Prohibitions Because of Danger

Question

Hello Rabbi!
Aside from washing the hands at the end of the meal, is there any ordinance over which no blessing is recited because it was instituted "because of danger"?

Answer

I don’t remember. Usually these are prohibitions, and a blessing is not relevant to them.
I’ll comment on the law itself. It seems better to explain that no blessing is recited because this is not really an ordinance at all. It is simply a warning against danger, nothing more. A practical difference is that when the danger has passed, or if it becomes clear that there is no danger, there is no need to formally repeal the rule by vote, since it lapses on its own (because there is no actual legal enactment here, only a warning).

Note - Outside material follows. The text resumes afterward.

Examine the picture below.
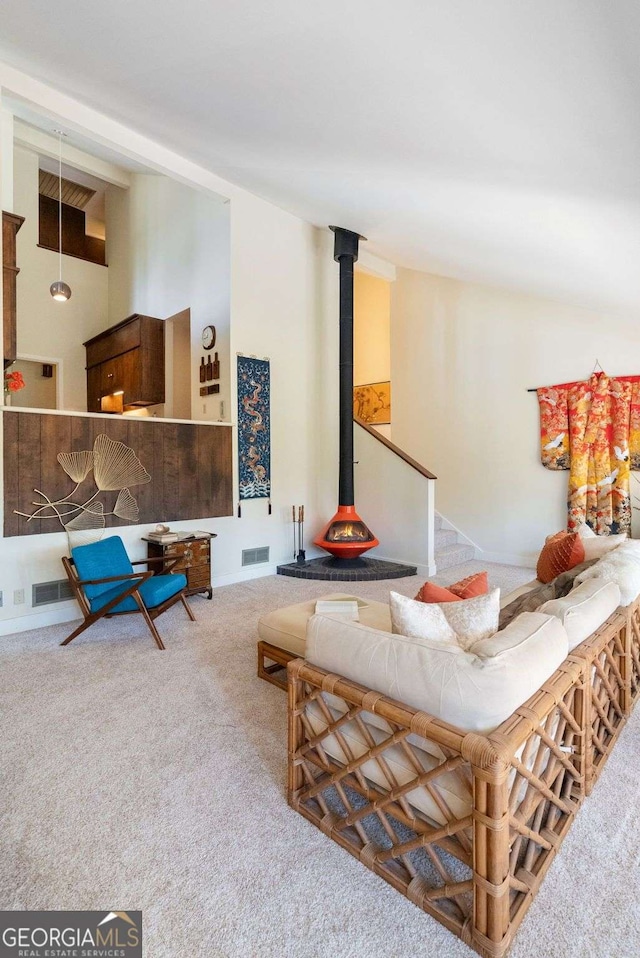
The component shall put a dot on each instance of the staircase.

Similar to legumes in Column 2, where I explained that it is a concern, not a decree.

Discussion on Answer

Dvir Levi (2024-05-31)

Indeed, I asked this question because I’m in the middle of writing a short article arguing that washing the hands at the end of the meal was not really "instituted" at all, but is more like a kind of human obligation when there is an actual concern of danger. And today, when that concern no longer exists, this does not require a formal procedure of repealing an ordinance, nor does it need explanations like "the Sages instituted it only in a reality where there is danger" (the approach of Tosafot). From the outset, there is nothing here at all.